Numerous parents bring up their children without smacking & manage to teach good behaviour through the use of consistent boundaries, positive reinforcement & other methods that are at least as effective as smacking, & without the negative side-effect of suggesting that hitting people smaller than oneself is sometimes acceptable. I'm one of them, as is dh: & as we've both worked as teachers, we've also managed behaviour without resorting to physical force in that context.

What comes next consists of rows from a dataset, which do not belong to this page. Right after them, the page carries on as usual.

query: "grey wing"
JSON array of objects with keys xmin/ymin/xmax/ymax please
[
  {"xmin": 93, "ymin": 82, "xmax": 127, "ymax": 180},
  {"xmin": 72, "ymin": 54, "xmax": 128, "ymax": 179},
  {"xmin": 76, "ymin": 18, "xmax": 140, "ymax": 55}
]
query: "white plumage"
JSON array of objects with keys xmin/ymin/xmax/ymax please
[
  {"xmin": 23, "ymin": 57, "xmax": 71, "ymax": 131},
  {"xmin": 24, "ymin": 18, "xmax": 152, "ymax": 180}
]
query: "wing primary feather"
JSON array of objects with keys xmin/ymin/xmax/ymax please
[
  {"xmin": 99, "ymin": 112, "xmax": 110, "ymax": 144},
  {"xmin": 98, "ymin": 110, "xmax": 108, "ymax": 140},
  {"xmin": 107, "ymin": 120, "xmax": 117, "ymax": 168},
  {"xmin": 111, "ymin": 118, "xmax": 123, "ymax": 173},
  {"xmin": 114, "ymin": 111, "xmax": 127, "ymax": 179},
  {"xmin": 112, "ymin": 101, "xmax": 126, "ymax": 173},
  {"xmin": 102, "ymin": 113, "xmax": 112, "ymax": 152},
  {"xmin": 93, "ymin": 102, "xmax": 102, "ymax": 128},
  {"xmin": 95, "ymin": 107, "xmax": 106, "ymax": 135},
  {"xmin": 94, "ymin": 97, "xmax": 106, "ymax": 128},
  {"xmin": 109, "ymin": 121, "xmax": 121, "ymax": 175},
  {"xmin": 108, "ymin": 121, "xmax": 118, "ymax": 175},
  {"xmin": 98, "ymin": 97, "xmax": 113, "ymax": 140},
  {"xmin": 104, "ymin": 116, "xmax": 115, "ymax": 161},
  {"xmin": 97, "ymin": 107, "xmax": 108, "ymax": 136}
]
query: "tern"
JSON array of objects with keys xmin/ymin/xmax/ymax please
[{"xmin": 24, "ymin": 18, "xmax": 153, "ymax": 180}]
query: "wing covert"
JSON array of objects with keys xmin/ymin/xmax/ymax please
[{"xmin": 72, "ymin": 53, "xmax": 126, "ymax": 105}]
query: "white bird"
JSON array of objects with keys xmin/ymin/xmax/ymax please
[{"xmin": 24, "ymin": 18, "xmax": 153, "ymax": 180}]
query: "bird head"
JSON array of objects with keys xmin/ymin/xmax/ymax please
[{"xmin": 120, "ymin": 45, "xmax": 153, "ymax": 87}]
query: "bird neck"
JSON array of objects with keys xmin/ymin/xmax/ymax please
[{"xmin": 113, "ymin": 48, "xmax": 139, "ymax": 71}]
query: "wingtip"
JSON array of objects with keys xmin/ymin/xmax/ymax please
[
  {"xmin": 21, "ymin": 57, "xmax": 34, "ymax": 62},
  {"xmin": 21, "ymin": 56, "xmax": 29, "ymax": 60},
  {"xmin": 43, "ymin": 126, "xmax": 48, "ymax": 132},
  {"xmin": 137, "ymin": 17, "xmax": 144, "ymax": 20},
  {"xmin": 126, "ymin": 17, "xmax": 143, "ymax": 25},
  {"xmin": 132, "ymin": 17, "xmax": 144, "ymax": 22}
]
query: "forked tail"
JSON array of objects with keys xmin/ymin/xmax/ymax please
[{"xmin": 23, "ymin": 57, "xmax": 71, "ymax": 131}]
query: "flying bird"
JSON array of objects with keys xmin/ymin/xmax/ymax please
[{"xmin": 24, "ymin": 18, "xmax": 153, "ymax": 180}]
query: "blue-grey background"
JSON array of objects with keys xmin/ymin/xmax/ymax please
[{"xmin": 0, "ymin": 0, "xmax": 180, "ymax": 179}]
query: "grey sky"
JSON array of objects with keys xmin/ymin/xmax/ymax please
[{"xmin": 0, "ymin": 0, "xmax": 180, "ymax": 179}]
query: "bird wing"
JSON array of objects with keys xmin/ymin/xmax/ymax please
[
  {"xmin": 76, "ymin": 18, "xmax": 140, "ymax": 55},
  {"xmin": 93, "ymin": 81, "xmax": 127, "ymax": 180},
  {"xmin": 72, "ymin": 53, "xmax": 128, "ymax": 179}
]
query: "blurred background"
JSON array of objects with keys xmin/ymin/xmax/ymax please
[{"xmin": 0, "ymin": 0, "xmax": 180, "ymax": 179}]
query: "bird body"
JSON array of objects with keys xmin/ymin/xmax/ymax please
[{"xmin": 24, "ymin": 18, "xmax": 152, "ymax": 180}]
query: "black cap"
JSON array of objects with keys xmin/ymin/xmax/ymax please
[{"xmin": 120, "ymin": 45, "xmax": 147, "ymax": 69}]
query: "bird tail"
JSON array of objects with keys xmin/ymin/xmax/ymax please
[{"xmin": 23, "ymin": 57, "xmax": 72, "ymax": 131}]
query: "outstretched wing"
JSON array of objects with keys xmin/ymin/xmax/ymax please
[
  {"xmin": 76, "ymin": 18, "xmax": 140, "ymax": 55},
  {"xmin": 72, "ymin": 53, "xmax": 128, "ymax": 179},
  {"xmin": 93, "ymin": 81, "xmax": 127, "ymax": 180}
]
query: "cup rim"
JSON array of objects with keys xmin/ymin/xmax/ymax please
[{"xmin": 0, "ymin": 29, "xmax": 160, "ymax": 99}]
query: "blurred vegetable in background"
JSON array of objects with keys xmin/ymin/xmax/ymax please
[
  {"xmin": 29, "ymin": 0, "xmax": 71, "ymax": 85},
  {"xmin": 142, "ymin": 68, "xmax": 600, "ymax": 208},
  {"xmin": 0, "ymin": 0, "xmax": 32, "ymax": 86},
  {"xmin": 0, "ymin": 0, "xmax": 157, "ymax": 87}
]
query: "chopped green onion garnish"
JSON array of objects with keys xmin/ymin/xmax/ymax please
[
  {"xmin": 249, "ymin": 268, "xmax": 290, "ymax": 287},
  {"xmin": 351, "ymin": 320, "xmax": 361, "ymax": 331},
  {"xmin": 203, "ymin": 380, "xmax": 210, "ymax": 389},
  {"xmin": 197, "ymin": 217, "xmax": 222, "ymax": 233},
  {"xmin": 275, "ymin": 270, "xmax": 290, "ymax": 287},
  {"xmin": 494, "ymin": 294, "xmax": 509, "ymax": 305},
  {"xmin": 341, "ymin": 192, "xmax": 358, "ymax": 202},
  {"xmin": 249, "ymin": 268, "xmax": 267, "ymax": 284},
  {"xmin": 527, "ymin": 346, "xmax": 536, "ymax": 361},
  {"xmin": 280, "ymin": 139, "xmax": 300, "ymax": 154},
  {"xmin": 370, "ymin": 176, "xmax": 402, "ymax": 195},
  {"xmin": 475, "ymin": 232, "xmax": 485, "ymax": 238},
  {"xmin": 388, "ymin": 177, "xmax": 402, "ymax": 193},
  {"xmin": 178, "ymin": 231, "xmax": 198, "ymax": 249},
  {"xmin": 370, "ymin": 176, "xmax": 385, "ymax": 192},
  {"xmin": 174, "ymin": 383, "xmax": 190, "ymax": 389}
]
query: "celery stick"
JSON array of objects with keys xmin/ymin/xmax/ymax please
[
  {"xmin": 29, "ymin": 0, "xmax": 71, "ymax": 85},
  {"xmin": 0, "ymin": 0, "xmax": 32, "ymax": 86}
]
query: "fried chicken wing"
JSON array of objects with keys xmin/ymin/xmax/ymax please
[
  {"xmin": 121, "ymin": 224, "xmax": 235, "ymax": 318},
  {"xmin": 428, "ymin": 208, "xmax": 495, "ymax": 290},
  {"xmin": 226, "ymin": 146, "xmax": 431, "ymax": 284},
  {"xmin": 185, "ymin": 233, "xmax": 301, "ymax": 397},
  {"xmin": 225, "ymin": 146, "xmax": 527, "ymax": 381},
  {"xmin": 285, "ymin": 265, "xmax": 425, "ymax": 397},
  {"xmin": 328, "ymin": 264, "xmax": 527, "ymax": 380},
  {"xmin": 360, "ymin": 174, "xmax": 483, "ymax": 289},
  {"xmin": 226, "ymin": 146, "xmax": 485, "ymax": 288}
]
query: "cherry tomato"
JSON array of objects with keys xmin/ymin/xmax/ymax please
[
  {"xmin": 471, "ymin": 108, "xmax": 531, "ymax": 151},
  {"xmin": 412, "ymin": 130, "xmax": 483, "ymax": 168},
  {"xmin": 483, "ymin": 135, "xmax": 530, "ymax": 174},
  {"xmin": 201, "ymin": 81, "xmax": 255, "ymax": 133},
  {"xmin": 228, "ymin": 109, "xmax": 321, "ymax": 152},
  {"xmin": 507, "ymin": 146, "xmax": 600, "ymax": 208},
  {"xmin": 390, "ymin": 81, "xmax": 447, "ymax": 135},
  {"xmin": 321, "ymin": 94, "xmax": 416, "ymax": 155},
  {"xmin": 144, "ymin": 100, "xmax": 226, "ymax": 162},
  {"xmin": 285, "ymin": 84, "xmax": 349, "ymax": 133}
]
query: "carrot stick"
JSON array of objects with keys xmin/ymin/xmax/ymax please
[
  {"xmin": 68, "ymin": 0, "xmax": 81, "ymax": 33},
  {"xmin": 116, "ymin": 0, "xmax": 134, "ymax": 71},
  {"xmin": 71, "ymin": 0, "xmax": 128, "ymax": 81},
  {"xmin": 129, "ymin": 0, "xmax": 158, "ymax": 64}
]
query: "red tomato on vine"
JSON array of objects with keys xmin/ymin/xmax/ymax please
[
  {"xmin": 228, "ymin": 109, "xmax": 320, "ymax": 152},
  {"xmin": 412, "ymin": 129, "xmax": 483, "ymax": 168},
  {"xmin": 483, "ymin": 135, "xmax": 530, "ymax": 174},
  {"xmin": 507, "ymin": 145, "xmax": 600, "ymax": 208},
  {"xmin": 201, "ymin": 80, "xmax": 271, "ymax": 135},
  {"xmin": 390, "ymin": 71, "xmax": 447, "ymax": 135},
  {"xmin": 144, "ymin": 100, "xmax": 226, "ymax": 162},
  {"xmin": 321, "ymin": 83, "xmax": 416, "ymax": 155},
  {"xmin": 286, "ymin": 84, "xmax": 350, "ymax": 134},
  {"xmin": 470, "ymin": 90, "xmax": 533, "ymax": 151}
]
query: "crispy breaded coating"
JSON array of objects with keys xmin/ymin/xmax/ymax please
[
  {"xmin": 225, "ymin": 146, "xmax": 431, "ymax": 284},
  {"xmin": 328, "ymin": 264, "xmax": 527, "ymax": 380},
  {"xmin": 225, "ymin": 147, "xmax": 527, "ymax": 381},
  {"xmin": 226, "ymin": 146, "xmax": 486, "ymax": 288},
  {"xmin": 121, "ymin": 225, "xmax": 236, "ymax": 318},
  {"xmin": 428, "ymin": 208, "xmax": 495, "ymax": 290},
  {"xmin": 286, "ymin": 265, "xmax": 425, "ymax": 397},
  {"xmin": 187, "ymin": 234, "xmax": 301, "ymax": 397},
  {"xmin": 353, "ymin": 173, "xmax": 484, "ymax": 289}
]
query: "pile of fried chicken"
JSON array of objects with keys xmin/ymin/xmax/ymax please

I still think it's unlikely that an occasional smack is going to do any lasting damage to a child, within an otherwise healthy parent-child relationship. My mum smacked me on a few occasions - just a single slap - & while I don't remember it achieving anything positive at all, other than to upset me, I don't think of it as a terrible form of abuse either. My mum was a human being, she didn't always behave perfectly. If I'd ever smacked my kids, I'd have apologized, but I don't think I'd have felt eternally guilty. I have shouted, & apologized then too.
What I have no sympathy with is the view expressed by these other mums, OP, that smacking has to happen, that it's inevitable, even good for the child. I find that disturbing, & agree with the person upthread who described this as lazy parenting. It IS lazy, because there are plenty of other ways to deal with difficult behaviour, so why would any parent deliberately & repeatedly choose to smack their child rather than make the effort to develop more effective ways to discipline?
When I was teaching I came across very few children whose behaviour couldn't be managed if enough thought went into the best ways to do that. Any child whose behaviour is so terrible that they don't respond to non-violent discipline is sure as hell not going to be helped by being hit.